— Ваш сын прав, — заявил Гемас. — Сразу обо всем не переговорить. Я слышал — вам повезло? — обратился Гемас к юноше тоном игривого участия. — Вы пользуетесь покровительством влиятельных лиц?
Тиррей хотел резко ответить Гемасу, но его предупредил Франк, сказав:
— Не торопитесь, Гемас. Я сам. Тири, хочешь ты мне помочь?
— Говорите, — сказал Тиррей. — Я не знаю, о чем вы думаете.
— Милый, это так просто. Поговори обо мне с Фут-розом. Скажи, что вот неожиданно нашелся твой отец, раздетый, разутый… Ты потрясен. Ну, короче говоря, сказать ты сумеешь. Отец, скажи, был конторщиком на чайных плантациях, заболел, полтора года пролежал в больнице и обнищал. Мы это разработаем подробнее. В таком случае. -
— Напрасно надеетесь, — перебил Тиррей. — Я никогда не сделаю этого. Я не могу.
— П-сс! — удивленно отозвался Гемас.
— Как это — «не могу»? — сказал Франк. — Почему не можешь?
Тиррей, хмурясь, молчал, смотря вниз.
— Ты не хочешь, — вздохнул Франк, — не хочешь из-за дурацкого твоего упрямства. Послушай, ведь тебе не нанося вреда, наоборот, ты выиграешь, являясь заботливым сыном. Да я клянусь тебе, что Футроз сам захочет меня увидеть, когда ты сообщишь ему о таком происшествии!
— Не знаю, — с трудом ответил Тиррей. — Говорите что хотите. Я не скажу ничего Футрозу, я лучше умру. Не заставляйте меня сказать вам что-нибудь еще, вам будет нехорошо.
— Так вот как… — медленно сказал Франк. — Неужели ты не понимаешь, что твой удачный случай послан судьбой для меня, а не для тебя?

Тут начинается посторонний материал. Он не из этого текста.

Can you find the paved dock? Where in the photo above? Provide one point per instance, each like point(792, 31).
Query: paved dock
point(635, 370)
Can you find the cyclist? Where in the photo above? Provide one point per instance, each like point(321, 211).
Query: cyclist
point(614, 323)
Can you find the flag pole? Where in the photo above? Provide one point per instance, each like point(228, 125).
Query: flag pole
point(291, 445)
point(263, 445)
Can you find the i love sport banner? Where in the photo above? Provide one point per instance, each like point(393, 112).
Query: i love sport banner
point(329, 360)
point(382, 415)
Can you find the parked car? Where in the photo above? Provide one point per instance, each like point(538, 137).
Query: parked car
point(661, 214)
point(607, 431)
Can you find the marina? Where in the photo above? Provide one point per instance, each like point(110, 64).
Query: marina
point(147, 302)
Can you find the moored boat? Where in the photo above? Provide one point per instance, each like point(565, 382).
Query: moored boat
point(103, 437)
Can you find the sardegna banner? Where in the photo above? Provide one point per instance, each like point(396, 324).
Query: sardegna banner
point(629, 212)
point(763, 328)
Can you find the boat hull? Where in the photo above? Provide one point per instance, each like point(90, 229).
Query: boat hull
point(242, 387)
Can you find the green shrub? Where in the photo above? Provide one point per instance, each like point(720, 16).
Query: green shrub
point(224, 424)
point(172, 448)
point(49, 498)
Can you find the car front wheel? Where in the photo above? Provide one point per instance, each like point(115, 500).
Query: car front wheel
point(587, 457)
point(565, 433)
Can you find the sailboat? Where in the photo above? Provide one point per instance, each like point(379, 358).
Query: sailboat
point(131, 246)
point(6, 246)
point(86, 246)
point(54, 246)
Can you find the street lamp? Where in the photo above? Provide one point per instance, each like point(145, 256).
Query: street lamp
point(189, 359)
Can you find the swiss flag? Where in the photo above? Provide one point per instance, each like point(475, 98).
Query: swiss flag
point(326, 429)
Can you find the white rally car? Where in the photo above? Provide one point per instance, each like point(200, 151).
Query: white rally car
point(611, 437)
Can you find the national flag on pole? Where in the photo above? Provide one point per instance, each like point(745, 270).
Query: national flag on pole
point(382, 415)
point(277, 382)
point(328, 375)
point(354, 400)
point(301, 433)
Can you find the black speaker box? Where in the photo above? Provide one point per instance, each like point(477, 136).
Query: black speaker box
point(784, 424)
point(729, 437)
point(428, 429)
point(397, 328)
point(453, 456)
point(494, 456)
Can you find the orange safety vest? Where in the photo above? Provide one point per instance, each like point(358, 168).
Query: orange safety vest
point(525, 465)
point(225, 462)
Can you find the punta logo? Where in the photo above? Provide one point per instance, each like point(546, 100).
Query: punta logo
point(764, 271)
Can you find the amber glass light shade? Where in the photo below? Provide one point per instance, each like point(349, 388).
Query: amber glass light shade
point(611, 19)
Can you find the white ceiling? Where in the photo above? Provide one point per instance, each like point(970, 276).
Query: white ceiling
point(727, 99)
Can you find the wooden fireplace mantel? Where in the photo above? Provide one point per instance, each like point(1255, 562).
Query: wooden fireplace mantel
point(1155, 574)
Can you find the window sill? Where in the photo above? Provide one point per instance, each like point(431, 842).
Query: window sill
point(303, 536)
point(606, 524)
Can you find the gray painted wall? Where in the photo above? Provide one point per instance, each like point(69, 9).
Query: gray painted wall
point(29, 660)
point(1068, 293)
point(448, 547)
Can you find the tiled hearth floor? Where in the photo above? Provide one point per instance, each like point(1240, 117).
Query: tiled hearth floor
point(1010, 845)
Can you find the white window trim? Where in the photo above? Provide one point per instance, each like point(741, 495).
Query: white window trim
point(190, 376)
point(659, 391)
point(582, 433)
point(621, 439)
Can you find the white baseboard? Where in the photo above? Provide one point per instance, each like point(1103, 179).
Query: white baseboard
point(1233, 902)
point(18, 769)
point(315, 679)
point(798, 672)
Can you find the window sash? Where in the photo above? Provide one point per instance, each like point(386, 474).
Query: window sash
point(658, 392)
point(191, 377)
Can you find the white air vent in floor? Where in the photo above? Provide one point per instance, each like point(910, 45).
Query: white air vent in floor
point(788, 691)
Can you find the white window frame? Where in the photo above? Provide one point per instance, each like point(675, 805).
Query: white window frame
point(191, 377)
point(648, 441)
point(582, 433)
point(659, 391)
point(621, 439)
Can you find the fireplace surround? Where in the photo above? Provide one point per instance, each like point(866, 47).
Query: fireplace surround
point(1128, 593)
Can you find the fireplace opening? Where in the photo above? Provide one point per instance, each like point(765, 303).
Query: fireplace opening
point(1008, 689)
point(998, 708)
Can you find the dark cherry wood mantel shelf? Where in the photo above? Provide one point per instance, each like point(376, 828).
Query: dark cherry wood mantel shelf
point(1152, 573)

— Вы слышали мой ответ. Ничего не поможет. Гемас с презрением осмотрел Тиррея и помахал кружкой. Служанка наполнила опять все кружки, и Франк залпом выпил свою, держа ее трясущейся от гнева рукой.
— Ну хорошо, — заявил он, посасывая усы. — В таком случае я сам отправлюсь к Футрозу.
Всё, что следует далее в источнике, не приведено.